Collin is a very happy teenager. He loves life and his people. Collin loves his family, music, cars, playing basketball, riding his bike, jumping on the trampoline, swimming, and cheering on the Ball State Cardinals at their home basketball games. Collin loves school and makes friends everywhere he goes.
Collin was born about 6 weeks early and spent a couple of weeks in the NICU. He seemed to be a healthy and typically developing baby during the first year, with the exception of not walking independently. His pediatrician assured us that this was not something to be concerned about and that all babies develop differently. Just before 18 months, we began in-home therapies. Collin was still not walking, and it was becoming more clear to us that something was wrong.
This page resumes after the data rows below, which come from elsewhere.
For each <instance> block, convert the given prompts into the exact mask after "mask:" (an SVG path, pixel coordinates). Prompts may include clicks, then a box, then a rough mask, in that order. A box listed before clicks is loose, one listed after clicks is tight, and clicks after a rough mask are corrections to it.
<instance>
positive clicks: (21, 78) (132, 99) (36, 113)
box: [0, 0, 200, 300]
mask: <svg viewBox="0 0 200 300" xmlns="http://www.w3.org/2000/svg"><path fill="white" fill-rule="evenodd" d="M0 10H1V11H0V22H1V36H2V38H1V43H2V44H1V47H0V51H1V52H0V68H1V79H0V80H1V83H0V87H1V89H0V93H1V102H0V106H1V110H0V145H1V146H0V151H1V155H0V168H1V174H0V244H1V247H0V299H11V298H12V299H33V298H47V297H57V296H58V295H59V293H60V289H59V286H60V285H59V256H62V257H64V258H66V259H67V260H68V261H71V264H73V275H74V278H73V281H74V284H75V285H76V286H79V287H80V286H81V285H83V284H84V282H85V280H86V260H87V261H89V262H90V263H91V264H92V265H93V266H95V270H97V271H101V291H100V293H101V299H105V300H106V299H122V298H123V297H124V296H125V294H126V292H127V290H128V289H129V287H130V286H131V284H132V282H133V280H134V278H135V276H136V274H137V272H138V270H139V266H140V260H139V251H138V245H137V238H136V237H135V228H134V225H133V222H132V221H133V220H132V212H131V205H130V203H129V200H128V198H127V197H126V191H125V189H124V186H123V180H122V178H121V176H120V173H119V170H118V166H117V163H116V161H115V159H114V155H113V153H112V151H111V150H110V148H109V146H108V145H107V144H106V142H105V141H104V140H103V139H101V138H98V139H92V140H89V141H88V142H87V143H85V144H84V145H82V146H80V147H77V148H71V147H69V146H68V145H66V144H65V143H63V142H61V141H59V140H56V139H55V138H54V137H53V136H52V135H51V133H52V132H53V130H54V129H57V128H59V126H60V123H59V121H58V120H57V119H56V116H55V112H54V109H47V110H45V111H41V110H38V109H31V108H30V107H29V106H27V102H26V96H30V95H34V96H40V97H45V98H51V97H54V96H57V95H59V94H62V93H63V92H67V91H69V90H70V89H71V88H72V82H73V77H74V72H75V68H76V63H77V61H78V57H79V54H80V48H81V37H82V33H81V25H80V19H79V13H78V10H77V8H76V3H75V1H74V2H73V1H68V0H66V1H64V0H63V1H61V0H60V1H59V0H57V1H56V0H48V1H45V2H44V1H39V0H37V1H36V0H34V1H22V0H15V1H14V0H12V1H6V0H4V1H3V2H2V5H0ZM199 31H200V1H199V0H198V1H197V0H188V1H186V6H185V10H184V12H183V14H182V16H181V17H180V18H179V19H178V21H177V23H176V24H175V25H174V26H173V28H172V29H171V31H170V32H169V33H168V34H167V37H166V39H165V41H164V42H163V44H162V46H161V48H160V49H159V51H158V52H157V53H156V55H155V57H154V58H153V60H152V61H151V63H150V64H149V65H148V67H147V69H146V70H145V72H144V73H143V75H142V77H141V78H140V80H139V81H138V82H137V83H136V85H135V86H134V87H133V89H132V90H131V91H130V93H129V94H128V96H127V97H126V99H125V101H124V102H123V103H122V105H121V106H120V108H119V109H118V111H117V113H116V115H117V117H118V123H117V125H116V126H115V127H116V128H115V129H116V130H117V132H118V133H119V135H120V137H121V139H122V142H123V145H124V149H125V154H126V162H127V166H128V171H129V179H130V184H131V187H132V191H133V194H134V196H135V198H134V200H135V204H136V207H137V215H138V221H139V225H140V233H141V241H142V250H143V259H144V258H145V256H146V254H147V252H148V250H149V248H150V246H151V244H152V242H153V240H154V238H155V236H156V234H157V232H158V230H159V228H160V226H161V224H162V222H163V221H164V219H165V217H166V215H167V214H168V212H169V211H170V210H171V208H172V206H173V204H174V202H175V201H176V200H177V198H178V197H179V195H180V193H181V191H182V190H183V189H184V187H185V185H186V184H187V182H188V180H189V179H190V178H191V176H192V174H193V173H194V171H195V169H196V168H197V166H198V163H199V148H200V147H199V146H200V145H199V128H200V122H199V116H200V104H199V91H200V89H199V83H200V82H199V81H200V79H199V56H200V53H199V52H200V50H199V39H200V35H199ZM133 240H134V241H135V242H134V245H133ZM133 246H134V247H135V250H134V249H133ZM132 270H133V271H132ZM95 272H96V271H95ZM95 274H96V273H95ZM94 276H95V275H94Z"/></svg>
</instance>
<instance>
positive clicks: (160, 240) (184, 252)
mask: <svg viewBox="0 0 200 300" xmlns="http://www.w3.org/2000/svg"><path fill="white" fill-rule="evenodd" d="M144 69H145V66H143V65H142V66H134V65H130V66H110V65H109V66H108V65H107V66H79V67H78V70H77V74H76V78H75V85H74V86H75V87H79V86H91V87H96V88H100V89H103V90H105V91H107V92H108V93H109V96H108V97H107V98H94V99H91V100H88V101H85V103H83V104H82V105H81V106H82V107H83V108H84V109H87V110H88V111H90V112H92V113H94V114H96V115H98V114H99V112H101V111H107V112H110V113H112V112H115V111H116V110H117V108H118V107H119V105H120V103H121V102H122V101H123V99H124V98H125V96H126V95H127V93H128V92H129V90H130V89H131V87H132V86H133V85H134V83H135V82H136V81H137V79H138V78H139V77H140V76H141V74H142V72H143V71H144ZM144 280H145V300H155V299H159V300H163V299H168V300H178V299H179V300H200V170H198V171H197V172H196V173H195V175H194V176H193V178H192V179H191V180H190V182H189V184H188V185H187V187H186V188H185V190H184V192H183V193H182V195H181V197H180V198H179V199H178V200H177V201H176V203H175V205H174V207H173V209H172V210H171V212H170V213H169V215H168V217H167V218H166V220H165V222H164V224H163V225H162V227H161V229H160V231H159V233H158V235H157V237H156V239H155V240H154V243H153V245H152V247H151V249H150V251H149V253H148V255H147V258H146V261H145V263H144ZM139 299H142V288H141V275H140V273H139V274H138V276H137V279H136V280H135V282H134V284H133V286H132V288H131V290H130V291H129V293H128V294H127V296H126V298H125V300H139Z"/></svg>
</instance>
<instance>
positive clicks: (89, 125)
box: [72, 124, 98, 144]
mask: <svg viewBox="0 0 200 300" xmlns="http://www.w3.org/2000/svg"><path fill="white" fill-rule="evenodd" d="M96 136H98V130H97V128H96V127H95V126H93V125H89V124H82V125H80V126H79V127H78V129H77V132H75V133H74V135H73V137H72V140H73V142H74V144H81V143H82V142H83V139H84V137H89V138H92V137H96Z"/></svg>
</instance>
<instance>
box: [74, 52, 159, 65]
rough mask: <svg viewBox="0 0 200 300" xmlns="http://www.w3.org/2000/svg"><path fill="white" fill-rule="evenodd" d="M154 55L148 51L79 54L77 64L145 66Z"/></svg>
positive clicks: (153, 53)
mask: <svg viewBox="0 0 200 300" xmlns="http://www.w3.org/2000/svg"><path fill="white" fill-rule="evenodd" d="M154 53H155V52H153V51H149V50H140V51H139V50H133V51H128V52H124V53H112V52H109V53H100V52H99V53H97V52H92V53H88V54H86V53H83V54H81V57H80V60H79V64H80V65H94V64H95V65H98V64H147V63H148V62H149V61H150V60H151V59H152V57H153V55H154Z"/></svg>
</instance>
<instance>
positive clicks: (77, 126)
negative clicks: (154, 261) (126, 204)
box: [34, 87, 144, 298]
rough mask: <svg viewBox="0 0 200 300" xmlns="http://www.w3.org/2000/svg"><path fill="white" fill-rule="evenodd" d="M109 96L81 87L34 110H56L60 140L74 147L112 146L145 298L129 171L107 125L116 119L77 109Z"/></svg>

He was not developing like typical babies. Just before his second birthday, Collin had his first seizures. At that time we were referred to a pediatric neurologist, and we began the years-long search for a diagnosis. We saw many specialists, and Collin had many tests, with no answers. Collin continued therapies, and to our delight, began walking on his own! Every day seemed like a gift, and we were so proud of our boy. Eventually Collin was even able to stop taking seizure medicine, and for around eight years, he was seizure-free. However, he kept having what we called "drowsy episodes." He would lose muscle control, drool excessively, slur his speech, lean and sit in odd positions and act so drowsy. Nothing we did seemed to help. After more tests, we ruled out seizures, but his neurologist wanted us to try levocarnitine and a multivitamin to see if that would help. They helped tremendously and eventually those drowsy episodes became less frequent and ultimately went away.
Just before Collin's 13th birthday, he began having seizures again. Our tenacious neurologist was determined to find a diagnosis and ordered EXOME testing. About six months later I received a phone call from the doctor with a TANGO2 diagnosis. Collin’s seizures are under control, and he is currently a growing and developing teenager. We are grateful for each day and the gift that is our Collin.